Dataloader data fetch iteratively

lanka · June 29, 2022, 9:18pm

train_data=torch.utils.data.DataLoader
when calling the train_data object through for loop, every iteration its gives random data from train_data, is it sequential or random? how can I fetch data in sequential order?
data=(video,caption).

ptrblck · June 30, 2022, 12:53am

It depends on the shuffle argument used in the DataLoader creation.
The default shuffle=False setting would yield the samples in a sequential way (the sample indices will be passed in a sequential way), otherwise it’ll be random.

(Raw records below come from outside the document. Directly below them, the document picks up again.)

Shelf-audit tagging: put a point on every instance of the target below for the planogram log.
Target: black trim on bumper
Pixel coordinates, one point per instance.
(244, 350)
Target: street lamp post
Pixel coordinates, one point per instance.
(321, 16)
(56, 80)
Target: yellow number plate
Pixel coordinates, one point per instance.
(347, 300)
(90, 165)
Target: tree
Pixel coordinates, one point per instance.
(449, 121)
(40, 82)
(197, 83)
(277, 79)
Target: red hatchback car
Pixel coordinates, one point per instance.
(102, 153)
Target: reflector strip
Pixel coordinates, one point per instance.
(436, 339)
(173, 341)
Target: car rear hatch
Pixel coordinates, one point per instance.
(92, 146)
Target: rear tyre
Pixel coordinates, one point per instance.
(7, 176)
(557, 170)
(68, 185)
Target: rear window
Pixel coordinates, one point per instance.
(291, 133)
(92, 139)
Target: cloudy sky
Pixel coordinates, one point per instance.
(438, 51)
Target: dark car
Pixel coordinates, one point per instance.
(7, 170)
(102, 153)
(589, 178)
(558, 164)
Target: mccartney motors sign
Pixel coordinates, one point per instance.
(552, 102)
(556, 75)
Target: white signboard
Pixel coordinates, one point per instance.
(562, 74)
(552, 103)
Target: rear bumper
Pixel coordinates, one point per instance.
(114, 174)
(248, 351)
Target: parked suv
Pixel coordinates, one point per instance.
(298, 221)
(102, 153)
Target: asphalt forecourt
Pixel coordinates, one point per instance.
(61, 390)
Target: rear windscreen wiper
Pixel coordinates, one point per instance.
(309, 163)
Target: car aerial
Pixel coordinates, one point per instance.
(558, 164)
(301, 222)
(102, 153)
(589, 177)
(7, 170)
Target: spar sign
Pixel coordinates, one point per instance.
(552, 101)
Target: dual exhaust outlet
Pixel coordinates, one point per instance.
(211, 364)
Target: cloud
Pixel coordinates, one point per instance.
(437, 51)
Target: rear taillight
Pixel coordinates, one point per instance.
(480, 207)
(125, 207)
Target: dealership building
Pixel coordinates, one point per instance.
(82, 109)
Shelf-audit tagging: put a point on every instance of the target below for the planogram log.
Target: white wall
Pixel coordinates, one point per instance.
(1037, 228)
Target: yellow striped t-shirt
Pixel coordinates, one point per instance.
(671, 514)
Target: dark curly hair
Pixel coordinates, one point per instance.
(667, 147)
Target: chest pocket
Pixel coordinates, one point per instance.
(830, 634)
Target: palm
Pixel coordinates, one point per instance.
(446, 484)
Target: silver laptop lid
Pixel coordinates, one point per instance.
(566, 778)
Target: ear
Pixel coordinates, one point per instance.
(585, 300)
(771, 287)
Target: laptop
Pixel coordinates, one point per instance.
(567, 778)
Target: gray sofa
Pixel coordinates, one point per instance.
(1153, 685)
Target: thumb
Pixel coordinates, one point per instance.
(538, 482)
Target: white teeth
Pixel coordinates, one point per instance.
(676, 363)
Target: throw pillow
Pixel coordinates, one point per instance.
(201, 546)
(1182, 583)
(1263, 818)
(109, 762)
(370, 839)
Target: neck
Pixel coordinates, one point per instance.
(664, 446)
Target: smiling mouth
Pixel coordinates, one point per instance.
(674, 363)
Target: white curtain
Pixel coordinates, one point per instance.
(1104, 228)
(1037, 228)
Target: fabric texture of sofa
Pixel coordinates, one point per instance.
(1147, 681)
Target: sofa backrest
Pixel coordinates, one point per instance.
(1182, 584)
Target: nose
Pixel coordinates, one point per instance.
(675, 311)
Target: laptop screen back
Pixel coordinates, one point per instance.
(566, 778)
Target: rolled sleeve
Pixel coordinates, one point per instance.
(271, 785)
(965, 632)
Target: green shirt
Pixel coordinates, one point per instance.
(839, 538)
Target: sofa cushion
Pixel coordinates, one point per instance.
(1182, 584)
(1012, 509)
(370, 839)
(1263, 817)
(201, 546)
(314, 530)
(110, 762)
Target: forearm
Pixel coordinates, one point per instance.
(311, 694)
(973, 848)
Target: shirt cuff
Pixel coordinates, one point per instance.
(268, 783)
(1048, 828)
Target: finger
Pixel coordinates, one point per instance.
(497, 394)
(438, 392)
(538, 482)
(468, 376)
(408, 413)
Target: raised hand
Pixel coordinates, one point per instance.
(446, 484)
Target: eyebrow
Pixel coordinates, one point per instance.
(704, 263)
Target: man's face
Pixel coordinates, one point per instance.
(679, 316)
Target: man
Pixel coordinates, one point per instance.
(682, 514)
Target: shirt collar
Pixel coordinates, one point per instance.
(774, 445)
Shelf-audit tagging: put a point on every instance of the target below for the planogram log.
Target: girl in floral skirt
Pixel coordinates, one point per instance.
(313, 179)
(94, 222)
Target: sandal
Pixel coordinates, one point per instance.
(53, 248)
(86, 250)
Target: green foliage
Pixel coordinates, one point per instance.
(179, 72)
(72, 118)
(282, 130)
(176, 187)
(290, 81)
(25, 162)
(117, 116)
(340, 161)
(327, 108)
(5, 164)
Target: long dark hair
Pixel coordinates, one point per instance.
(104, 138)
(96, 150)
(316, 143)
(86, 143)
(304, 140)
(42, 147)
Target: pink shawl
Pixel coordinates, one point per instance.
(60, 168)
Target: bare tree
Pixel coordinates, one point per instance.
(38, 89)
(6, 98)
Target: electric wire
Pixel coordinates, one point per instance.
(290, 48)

lanka · June 30, 2022, 3:24am

Hi,
i used shuffle=False as mentioned in below,

train_loader = torch.utils.data.DataLoader(dataset=train_dataset, batch_size=10,
                                              shuffle=False, num_workers=0, collate_fn=collate_fn)

and wrote collate_fn for mini-batch tensor. but still getting random data when running every instance.

ptrblck · June 30, 2022, 4:40am

Could you post your collate_fn so that I could execute your code, please?

lanka · June 30, 2022, 8:43am

def collate_fn(data):
    #Creates mini-batch tensors from the list of tuples (image, caption).

    data.sort(key=lambda x: len(x[1]), reverse=True)
   img, captions = zip(*data)
    images=torch.Tensor(img)
    lengths = [len(cap) for cap in captions]
    targets = torch.zeros(len(captions), max(lengths)).long()
      for i, cap in enumerate(captions):
          end = lengths[i]
          targets[i, :end] = cap[:end]        
    return images, targets, lengths

ref: https://github.com/XiaoxiaoGuo/fashion-iq/blob/master/start_kit/data_loader.py

ptrblck · June 30, 2022, 8:56am

Thanks for the link to the code.
It works for me and the data is not shuffled:

def collate_fn(data):
    """Creates mini-batch tensors from the list of tuples (image, caption).
    Args:
        data: list of tuple (image, caption). 
            - image: torch tensor of shape
            - caption: torch tensor of shape (?); variable length.
    Returns:
        images: torch tensor of images.
        targets: torch tensor of shape (batch_size, padded_length).
        lengths: list; valid length for each padded caption.
    """
    # Sort a data list by caption length (descending order).
    target_images, candidate_images, captions, meta = zip(*data)

    # Merge images (from tuple of 3D tensor to 4D tensor).
    target_images = torch.stack(target_images, 0)
    candidate_images = torch.stack(candidate_images, 0)

    # Merge captions (from tuple of 1D tensor to 2D tensor).
    lengths = [len(cap) for cap in captions]
    captions_out = torch.zeros(len(captions), max(lengths)).long()
    for i, cap in enumerate(captions):
        end = lengths[i]
        captions_out[i, :end] = cap[:end]
    return target_images, candidate_images, captions_out, lengths, meta



class MyDataset(Dataset):
    def __init__(self):
        pass
    
    def __len__(self):
        return 10
    
    def __getitem__(self, idx):
        target_image = torch.tensor([idx]).float()
        candidate_image = torch.tensor([idx]).float() + 0.1
        caption = torch.tensor([idx]).float() + 0.2
        target_asin = 't' + str(idx)
        candidate_asin = 'candidate' + str(idx)
        caption_texts = 'cap' + str(idx)

        return target_image, candidate_image, caption, {'target': target_asin, 'candidate': candidate_asin, 'caption': caption_texts}
        
    
dataset = MyDataset()
print(dataset[0])
# (tensor([0.]), tensor([0.1000]), tensor([0.2000]), {'target': 't0', 'candidate': 'candidate0', 'caption': 'cap0'})
print(dataset[1])
# (tensor([1.]), tensor([1.1000]), tensor([1.2000]), {'target': 't1', 'candidate': 'candidate1', 'caption': 'cap1'})

loader = DataLoader(dataset, batch_size=2, shuffle=False, collate_fn=collate_fn)
for target_images, candidate_images, captions_out, lengths, meta in loader:
    print(target_images)
    print(candidate_images)
    print(captions_out)
    print(lengths)
    print(meta)
    
# output
# tensor([[0.],
#         [1.]])
# tensor([[0.1000],
#         [1.1000]])
# tensor([[0],
#         [1]])
# [1, 1]
# ({'target': 't0', 'candidate': 'candidate0', 'caption': 'cap0'}, {'target': 't1', 'candidate': 'candidate1', 'caption': 'cap1'})
# tensor([[2.],
#         [3.]])
# tensor([[2.1000],
#         [3.1000]])
# tensor([[2],
#         [3]])
# [1, 1]

lanka · June 30, 2022, 9:52am

yes. it’s working.I ll check again my code. thanks a lot.